In a rising panic, she pulled herself to her feet. The air felt caustic in her windpipe. She stumbled to the doorway looking for away out. As she crossed the threshold, her leg swung out over an abyss; she grabbed the door frame just in time. The catwalk had disappeared. Fifty feet below was a twisted collapse of steaming metal. Susan scanned the Crypto floor in horror. It was a sea of fire. The melted remains of three million silicon chips had erupted from TRANSLTR like lava. Thick, acrid smoke billowed upward. Susan knew the smell. Silicon smoke. Deadly poison.
Retreating into the remains of Strathmore’s office, she began to feel faint. Her throat burned. The entire place was filled with a fiery light. Crypto was dying. So will I, she thought.
For a moment, she considered the only possible exit-Strathmore’s elevator. But she knew it was useless; the electronics never would have survived the blast.
But as Susan made her way through the thickening smoke, she recalled Hale’s words. The elevator runs on power from the main building! I’ve seen the schematics! Susan knew that was true. She also knew the entire shaft was encased in reinforced concrete.

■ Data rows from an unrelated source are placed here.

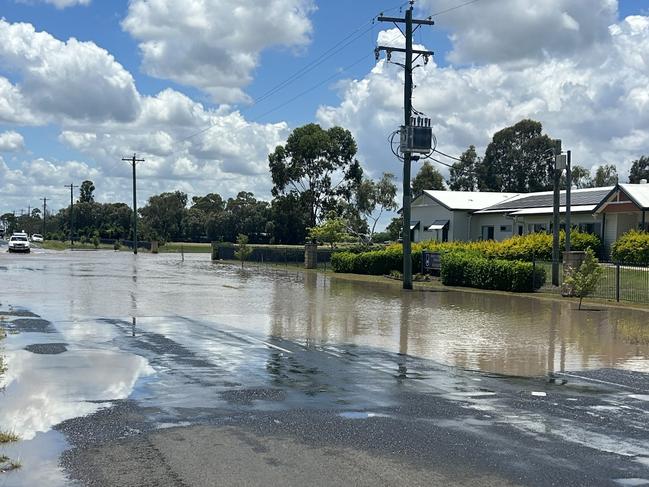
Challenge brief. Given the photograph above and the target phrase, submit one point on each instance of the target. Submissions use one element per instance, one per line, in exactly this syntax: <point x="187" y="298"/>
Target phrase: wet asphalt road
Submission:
<point x="180" y="400"/>
<point x="297" y="414"/>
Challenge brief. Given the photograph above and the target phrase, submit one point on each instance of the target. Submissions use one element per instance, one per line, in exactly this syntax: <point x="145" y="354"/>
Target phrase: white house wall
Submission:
<point x="426" y="214"/>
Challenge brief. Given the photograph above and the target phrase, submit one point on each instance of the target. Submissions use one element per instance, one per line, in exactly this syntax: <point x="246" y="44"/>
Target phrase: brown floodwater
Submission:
<point x="506" y="334"/>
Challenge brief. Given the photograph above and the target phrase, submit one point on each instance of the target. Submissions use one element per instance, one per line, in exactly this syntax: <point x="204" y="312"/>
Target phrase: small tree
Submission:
<point x="584" y="280"/>
<point x="243" y="249"/>
<point x="330" y="231"/>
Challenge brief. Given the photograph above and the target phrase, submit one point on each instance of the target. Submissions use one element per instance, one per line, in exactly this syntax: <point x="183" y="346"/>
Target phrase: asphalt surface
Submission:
<point x="185" y="399"/>
<point x="356" y="416"/>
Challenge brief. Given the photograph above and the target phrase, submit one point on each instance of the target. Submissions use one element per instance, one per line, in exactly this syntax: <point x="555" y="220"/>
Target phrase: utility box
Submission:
<point x="416" y="139"/>
<point x="311" y="256"/>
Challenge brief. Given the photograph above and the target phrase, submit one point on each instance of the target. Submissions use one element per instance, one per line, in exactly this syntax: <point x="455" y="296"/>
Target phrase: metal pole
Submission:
<point x="568" y="189"/>
<point x="407" y="112"/>
<point x="134" y="210"/>
<point x="555" y="230"/>
<point x="71" y="216"/>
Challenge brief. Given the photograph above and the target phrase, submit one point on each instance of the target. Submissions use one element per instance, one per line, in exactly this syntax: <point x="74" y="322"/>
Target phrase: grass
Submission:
<point x="58" y="245"/>
<point x="7" y="464"/>
<point x="634" y="282"/>
<point x="8" y="437"/>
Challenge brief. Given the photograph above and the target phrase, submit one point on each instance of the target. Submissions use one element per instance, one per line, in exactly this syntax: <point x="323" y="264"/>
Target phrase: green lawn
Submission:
<point x="634" y="282"/>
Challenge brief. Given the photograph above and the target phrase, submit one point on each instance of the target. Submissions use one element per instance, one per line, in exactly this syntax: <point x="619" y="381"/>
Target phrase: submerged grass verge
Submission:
<point x="8" y="437"/>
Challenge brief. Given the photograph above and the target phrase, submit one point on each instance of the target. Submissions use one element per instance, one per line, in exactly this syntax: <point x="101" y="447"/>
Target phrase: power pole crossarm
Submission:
<point x="407" y="115"/>
<point x="71" y="186"/>
<point x="134" y="160"/>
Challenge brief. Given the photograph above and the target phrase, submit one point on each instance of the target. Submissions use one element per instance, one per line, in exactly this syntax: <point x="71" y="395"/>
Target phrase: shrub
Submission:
<point x="343" y="262"/>
<point x="632" y="248"/>
<point x="470" y="270"/>
<point x="583" y="281"/>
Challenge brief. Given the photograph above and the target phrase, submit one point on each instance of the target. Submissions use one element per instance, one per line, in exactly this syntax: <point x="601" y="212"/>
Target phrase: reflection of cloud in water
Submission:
<point x="44" y="390"/>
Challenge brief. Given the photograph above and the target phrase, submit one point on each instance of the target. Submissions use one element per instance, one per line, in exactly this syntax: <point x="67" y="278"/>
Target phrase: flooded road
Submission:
<point x="128" y="355"/>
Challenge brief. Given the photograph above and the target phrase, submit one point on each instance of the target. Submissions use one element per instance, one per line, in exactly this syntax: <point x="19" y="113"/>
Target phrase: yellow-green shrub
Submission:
<point x="631" y="248"/>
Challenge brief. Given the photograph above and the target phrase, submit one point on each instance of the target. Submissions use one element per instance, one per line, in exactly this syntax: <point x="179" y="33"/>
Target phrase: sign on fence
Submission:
<point x="430" y="262"/>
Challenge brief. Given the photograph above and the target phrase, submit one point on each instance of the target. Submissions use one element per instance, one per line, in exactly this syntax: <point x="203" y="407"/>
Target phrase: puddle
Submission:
<point x="631" y="482"/>
<point x="641" y="397"/>
<point x="39" y="457"/>
<point x="41" y="391"/>
<point x="362" y="415"/>
<point x="47" y="348"/>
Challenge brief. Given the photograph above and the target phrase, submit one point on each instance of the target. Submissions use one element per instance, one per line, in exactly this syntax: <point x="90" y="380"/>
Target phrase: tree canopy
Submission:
<point x="464" y="173"/>
<point x="518" y="159"/>
<point x="317" y="167"/>
<point x="428" y="177"/>
<point x="639" y="170"/>
<point x="606" y="175"/>
<point x="85" y="192"/>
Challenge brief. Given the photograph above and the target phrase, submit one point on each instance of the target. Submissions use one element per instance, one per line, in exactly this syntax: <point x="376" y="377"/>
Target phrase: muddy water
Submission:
<point x="514" y="335"/>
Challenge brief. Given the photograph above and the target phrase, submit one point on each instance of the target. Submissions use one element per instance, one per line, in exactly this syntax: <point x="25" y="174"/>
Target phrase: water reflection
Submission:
<point x="44" y="390"/>
<point x="497" y="333"/>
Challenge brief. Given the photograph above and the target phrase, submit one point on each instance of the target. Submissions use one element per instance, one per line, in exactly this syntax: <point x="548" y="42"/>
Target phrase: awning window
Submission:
<point x="438" y="225"/>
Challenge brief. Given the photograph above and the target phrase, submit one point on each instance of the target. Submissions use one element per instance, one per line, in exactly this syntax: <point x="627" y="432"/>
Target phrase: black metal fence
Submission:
<point x="618" y="282"/>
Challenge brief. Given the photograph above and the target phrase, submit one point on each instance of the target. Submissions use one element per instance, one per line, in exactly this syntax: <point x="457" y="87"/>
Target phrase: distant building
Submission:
<point x="448" y="216"/>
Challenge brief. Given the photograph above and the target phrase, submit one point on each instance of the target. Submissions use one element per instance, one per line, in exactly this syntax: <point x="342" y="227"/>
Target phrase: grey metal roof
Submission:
<point x="578" y="197"/>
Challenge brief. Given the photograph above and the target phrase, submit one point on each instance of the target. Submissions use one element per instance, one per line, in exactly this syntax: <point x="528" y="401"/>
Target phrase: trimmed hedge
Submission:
<point x="631" y="248"/>
<point x="469" y="270"/>
<point x="376" y="262"/>
<point x="525" y="247"/>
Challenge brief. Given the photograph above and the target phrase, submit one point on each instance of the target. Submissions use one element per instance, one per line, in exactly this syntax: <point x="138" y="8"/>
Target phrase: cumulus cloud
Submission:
<point x="62" y="80"/>
<point x="214" y="45"/>
<point x="60" y="4"/>
<point x="522" y="30"/>
<point x="11" y="141"/>
<point x="596" y="104"/>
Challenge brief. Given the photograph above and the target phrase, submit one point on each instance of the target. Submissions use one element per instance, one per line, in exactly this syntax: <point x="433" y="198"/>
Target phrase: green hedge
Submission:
<point x="469" y="270"/>
<point x="458" y="269"/>
<point x="376" y="262"/>
<point x="526" y="247"/>
<point x="632" y="248"/>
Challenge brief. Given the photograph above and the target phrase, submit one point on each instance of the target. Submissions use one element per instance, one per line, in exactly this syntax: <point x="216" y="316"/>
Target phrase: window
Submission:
<point x="487" y="233"/>
<point x="537" y="228"/>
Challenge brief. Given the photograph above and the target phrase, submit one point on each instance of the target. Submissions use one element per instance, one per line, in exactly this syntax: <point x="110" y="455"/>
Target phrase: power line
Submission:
<point x="450" y="9"/>
<point x="327" y="54"/>
<point x="134" y="160"/>
<point x="446" y="155"/>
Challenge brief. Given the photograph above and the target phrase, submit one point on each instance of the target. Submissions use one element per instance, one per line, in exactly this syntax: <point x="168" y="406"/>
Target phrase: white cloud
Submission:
<point x="515" y="30"/>
<point x="214" y="45"/>
<point x="63" y="80"/>
<point x="596" y="105"/>
<point x="11" y="141"/>
<point x="61" y="4"/>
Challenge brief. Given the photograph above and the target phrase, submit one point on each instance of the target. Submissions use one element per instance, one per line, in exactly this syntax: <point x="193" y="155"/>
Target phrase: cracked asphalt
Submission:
<point x="159" y="390"/>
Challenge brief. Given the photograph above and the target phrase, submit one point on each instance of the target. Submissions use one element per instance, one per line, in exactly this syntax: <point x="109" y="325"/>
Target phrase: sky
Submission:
<point x="203" y="90"/>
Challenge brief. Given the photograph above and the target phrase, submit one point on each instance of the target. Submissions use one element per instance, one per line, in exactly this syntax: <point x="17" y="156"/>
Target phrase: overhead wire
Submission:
<point x="326" y="55"/>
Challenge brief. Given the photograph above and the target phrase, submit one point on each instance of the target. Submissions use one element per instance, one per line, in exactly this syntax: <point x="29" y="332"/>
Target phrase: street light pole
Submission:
<point x="556" y="172"/>
<point x="134" y="160"/>
<point x="71" y="186"/>
<point x="568" y="189"/>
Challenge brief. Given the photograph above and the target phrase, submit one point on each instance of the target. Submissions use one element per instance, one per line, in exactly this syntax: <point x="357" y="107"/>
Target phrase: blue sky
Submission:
<point x="507" y="54"/>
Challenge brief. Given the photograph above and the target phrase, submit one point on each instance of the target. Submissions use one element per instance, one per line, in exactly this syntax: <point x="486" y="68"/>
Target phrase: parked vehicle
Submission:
<point x="19" y="243"/>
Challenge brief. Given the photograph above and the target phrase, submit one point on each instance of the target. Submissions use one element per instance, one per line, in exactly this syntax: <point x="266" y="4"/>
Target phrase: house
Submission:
<point x="449" y="216"/>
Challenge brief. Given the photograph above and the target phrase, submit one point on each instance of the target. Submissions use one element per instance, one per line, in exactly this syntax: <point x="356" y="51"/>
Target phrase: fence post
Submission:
<point x="533" y="272"/>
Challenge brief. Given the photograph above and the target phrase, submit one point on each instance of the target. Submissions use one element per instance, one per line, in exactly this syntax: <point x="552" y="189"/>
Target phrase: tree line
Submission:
<point x="319" y="187"/>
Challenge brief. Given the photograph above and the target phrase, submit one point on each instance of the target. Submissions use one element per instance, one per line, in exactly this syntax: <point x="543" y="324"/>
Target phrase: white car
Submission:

The fumes swirled all around her. She stumbled through the smoke toward the elevator door. But when she got there, she saw that the elevator’s call button was dark. Susan jabbed fruitlessly at the darkened panel, then she fell to her knees and pounded on the door.
She stopped almost instantly. Something was whirring behind the doors. Startled, she looked up. It sounded like the carriage was right there! Susan stabbed at the button again. Again, a whirring behind the doors.
Suddenly she saw it.
The call button was not dead-it had just been covered with black soot. It now glowed faintly beneath her smudged fingerprints.
With a surge of hope, she punched at the button. Over and over, something behind the doors engaged. She could hear the ventilation fan in the elevator car. The carriage is here! Why won’t the damn doors open?
Through the smoke she spied the tiny secondary keypad-lettered buttons, A through Z. In a wave of despair, Susan remembered. The password.
The smoke was starting to curl in through the melted window frames. Again she banged on the elevator doors. They refused to open. The password! she thought. Strathmore never told me the password! Silicon smoke was now filling the office. Choking, Susan fell against the elevator in defeat. The ventilation fan was running just a few feet away. She lay there, dazed, gulping for air.
She closed her eyes, but again David’s voice woke her. Escape, Susan! Open the door! Escape! She opened her eyes expecting to see his face, those wild green eyes, that playful smile. But the letters A-Z came into focus. The password… Susan stared at the letters on the keypad. She could barely keep them in focus. On the LED below the keypad, five empty spots awaited entry. A five-character password, she thought. She instantly knew the odds: twenty-six to the fifth power; 11,881,376 possible choices. At one guess every second, it would take nineteen weeks…
As Susan Fletcher lay choking on the floor beneath the keypad, the commander’s pathetic voice came to her. He was calling to her again. I love you Susan! I’ve always loved you! Susan! Susan! Susan…
She knew he was dead, and yet his voice was relentless. She heard her name over and over.
Then, in a moment of chilling clarity, she knew.
Trembling weakly, she reached up to the keypad and typed the password.
S… U… S… A… N
An instant later, the doors slid open.
Strathmore’s elevator dropped fast. Inside the carriage, Susan sucked deep breaths of fresh air into her lungs. Dazed, she steadied herself against the wall as the car slowed to a stop. A moment later some gears clicked, and the conveyor began moving again, this time horizontally. Susan felt the carriage accelerate as it began rumbling toward the main NSA complex. Finally it whirred to a stop, and the doors opened.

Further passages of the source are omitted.